Why I took them there, and what I really wanted them to know, is that significant moments in your life don’t always have to be perfect to be special. Our family loves celebrations and we love to plan them. But sometimes, you have to let go of the plans. The birthday gathering that ended up with everyone dancing on the table wasn’t planned that way. The last-minute Christmas day potluck at the beach that turned into sunset, dinner and a bonfire was memorable in it’s unlikeliness. And the proposal at the stop sign just felt like the right moment. And so it was. We will have lamb tonight, just Hubby and I.

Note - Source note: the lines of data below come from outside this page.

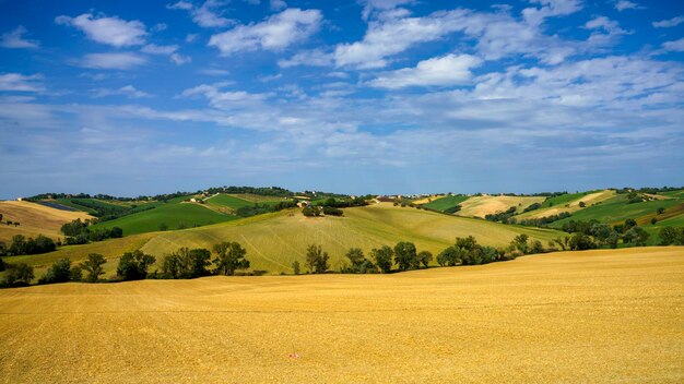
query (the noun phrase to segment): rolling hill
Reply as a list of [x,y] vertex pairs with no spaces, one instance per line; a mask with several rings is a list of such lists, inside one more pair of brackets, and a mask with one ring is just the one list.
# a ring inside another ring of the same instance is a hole
[[682,383],[684,248],[0,290],[8,383]]
[[[212,212],[205,207],[199,208]],[[164,254],[180,247],[210,249],[222,241],[237,241],[247,249],[252,269],[278,274],[291,273],[295,260],[303,263],[306,247],[311,243],[321,244],[330,253],[331,266],[339,269],[344,253],[352,247],[362,248],[368,253],[372,248],[394,245],[398,241],[406,240],[415,242],[420,250],[437,254],[451,245],[456,237],[472,235],[483,244],[499,247],[508,244],[519,233],[527,233],[544,243],[563,235],[552,229],[509,226],[381,203],[346,208],[343,217],[310,218],[303,216],[299,209],[287,209],[200,228],[133,235],[64,247],[42,255],[8,257],[8,262],[26,262],[38,266],[36,275],[39,276],[45,267],[60,257],[79,262],[95,252],[108,259],[106,268],[111,274],[118,256],[137,248],[142,247],[144,252],[161,260]]]
[[[62,225],[80,219],[92,218],[91,215],[79,211],[57,209],[32,202],[0,201],[0,214],[3,215],[0,224],[0,241],[9,243],[13,236],[24,235],[35,238],[45,235],[57,239],[62,237],[59,229]],[[19,226],[8,226],[7,221],[19,221]]]
[[213,211],[202,204],[170,201],[153,209],[119,217],[114,220],[96,224],[92,229],[119,227],[123,236],[154,232],[166,225],[167,229],[181,229],[205,226],[237,219],[237,216]]

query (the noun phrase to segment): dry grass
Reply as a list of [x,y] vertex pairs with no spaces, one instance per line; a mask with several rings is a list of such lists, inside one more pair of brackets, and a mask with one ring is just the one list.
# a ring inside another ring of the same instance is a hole
[[2,290],[0,382],[682,383],[683,292],[682,248]]
[[484,217],[488,214],[495,214],[497,212],[505,212],[506,209],[515,206],[518,212],[534,203],[542,203],[544,197],[541,196],[472,196],[462,202],[461,211],[457,213],[459,216],[467,217]]
[[567,206],[566,204],[564,204],[562,206],[552,206],[549,208],[535,209],[535,211],[531,211],[531,212],[518,215],[516,216],[516,218],[517,219],[542,218],[542,217],[558,215],[563,212],[575,213],[577,211],[585,209],[581,206],[579,206],[580,202],[583,202],[587,205],[587,207],[590,207],[593,204],[598,204],[606,200],[610,200],[614,197],[616,194],[617,192],[615,192],[614,190],[603,190],[603,191],[599,191],[594,193],[589,193],[587,195],[583,195],[577,200],[574,200],[567,203]]
[[43,233],[49,238],[62,237],[59,229],[62,225],[92,216],[84,212],[70,212],[50,208],[31,202],[0,201],[2,220],[19,221],[17,227],[0,224],[0,241],[9,242],[15,235],[33,237]]

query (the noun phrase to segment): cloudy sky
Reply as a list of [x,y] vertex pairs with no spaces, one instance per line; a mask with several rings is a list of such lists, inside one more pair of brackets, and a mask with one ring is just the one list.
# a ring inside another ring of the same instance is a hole
[[684,184],[684,2],[0,0],[0,199]]

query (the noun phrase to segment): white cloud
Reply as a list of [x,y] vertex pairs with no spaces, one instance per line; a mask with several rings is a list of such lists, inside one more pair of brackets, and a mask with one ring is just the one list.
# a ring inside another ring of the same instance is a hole
[[304,50],[295,53],[290,59],[282,59],[278,61],[278,65],[281,68],[310,65],[310,67],[328,67],[332,64],[332,55],[321,50]]
[[212,107],[223,110],[241,109],[245,107],[261,105],[261,101],[268,97],[268,95],[264,94],[251,94],[244,91],[220,91],[228,84],[228,82],[225,82],[198,85],[196,87],[185,89],[180,93],[179,97],[202,96],[209,100],[209,104]]
[[184,56],[180,53],[172,53],[169,57],[170,61],[173,61],[176,65],[182,65],[192,61],[192,58],[189,56]]
[[167,4],[166,8],[170,10],[184,10],[190,12],[192,21],[203,28],[216,28],[223,27],[235,22],[231,19],[223,17],[223,11],[220,8],[226,4],[225,1],[220,0],[207,0],[199,8],[194,7],[191,2],[178,1],[174,4]]
[[455,10],[425,17],[403,17],[391,21],[372,21],[363,40],[338,45],[333,57],[337,67],[358,69],[382,68],[388,56],[426,41],[434,41],[463,28],[470,12]]
[[541,8],[526,8],[522,16],[531,25],[539,25],[547,17],[565,16],[582,9],[581,0],[530,0]]
[[628,0],[618,0],[615,1],[615,9],[620,12],[624,11],[624,10],[638,10],[638,9],[642,9],[644,7],[639,5],[638,3],[634,2],[634,1],[628,1]]
[[671,28],[673,26],[677,26],[684,23],[684,16],[676,16],[670,20],[662,20],[659,22],[653,22],[653,27],[656,28]]
[[667,51],[684,52],[684,37],[674,41],[665,41],[662,44],[662,48]]
[[188,34],[186,36],[186,43],[194,43],[200,35],[198,34]]
[[2,34],[0,39],[0,47],[3,48],[38,48],[39,43],[36,40],[24,39],[23,35],[26,33],[26,28],[23,25],[17,26],[12,32]]
[[144,53],[151,53],[151,55],[172,55],[173,52],[178,50],[178,46],[177,45],[157,46],[155,44],[148,44],[146,46],[142,47],[142,49],[140,50]]
[[23,75],[21,73],[0,74],[0,91],[16,92],[44,92],[45,86],[40,82],[43,75]]
[[174,4],[166,4],[166,8],[169,10],[184,10],[190,11],[192,9],[192,3],[188,1],[178,1]]
[[91,91],[93,93],[93,97],[107,97],[107,96],[126,96],[128,98],[143,98],[143,97],[152,97],[150,94],[135,89],[132,85],[126,85],[118,89],[110,88],[96,88]]
[[137,20],[127,22],[117,16],[94,16],[84,13],[76,17],[58,16],[55,22],[81,29],[90,39],[114,47],[138,46],[145,43],[145,25]]
[[271,11],[281,11],[287,8],[287,3],[283,0],[271,0]]
[[404,68],[386,72],[373,80],[369,85],[380,88],[403,88],[408,86],[452,86],[470,84],[471,69],[482,64],[482,60],[470,55],[447,55],[417,63],[415,68]]
[[130,52],[90,53],[83,57],[80,65],[103,70],[130,70],[145,62],[148,60],[144,57]]
[[321,21],[318,10],[287,9],[261,23],[239,25],[213,35],[209,46],[216,47],[221,56],[258,49],[281,50],[316,33]]

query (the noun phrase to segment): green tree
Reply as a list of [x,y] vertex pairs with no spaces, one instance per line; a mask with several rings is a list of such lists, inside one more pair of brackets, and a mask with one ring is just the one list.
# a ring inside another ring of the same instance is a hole
[[4,272],[2,286],[4,287],[25,287],[33,280],[33,266],[26,263],[10,264]]
[[45,275],[38,279],[38,284],[67,283],[71,279],[71,261],[60,259],[50,266]]
[[456,247],[448,247],[437,255],[437,264],[439,266],[455,266],[460,262],[460,253]]
[[107,263],[105,256],[99,253],[91,253],[87,255],[87,260],[81,263],[81,268],[87,274],[85,275],[85,281],[95,283],[99,279],[99,276],[105,274],[104,265]]
[[388,245],[382,245],[379,249],[370,250],[370,256],[375,260],[375,264],[380,268],[384,274],[392,271],[392,256],[394,251]]
[[236,269],[249,268],[249,261],[245,259],[247,250],[238,242],[224,241],[215,244],[213,251],[216,254],[214,264],[219,275],[233,276]]
[[322,274],[330,268],[328,252],[323,252],[320,245],[310,244],[306,250],[306,266],[309,273]]
[[418,262],[423,264],[423,267],[427,268],[427,265],[429,265],[429,262],[433,261],[433,253],[431,251],[421,251],[417,257],[418,257]]
[[394,263],[397,263],[399,271],[417,269],[421,264],[415,244],[409,241],[398,242],[394,245]]
[[510,242],[510,244],[517,249],[518,251],[527,254],[529,253],[529,244],[528,244],[528,239],[530,237],[526,233],[520,233],[518,236],[516,236],[512,241]]
[[123,280],[140,280],[148,277],[148,268],[154,264],[154,256],[143,253],[141,250],[126,252],[119,259],[117,276]]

"Melancholy is the happiness of being sad." - Victor Hugo
Rack of Lamb 2 racks of lamb, about 1 lb each 1 T mint jelly 1 T stoneground mustard 1 T olive oil 1 tsp salt 1/2 tsp ground black pepper serve with: horseradish sauce
Preheat oven to 425 degrees. Put lamb racks into a small baking dish. Score (cut into but not through) fat side of racks diagonally in both directions with a sharp knife. Only cut as deep as the fat. Mix together mint, mustard, olive oil, salt and pepper until smooth. Using your hands, rub the mixture into and all over the lamb well. Position the racks semi-standing by threading the bones together like holding hands.Roast in oven uncovered for 15 minutes. If bones start to burn, cover with foil. Roast another 10 minutes.Remove from oven and let rest 10 minutes. Cut directly down between the bones and serve 2-3 chops per person.
Horseradish Sauce for Lamb or Beef 1/4 cup heavy cream 2 T sour cream 1 T horseradish 1 tsp salt 1/4 tsp white pepper
Mix all ingredients in a bowl and refrigerate until ready to serve.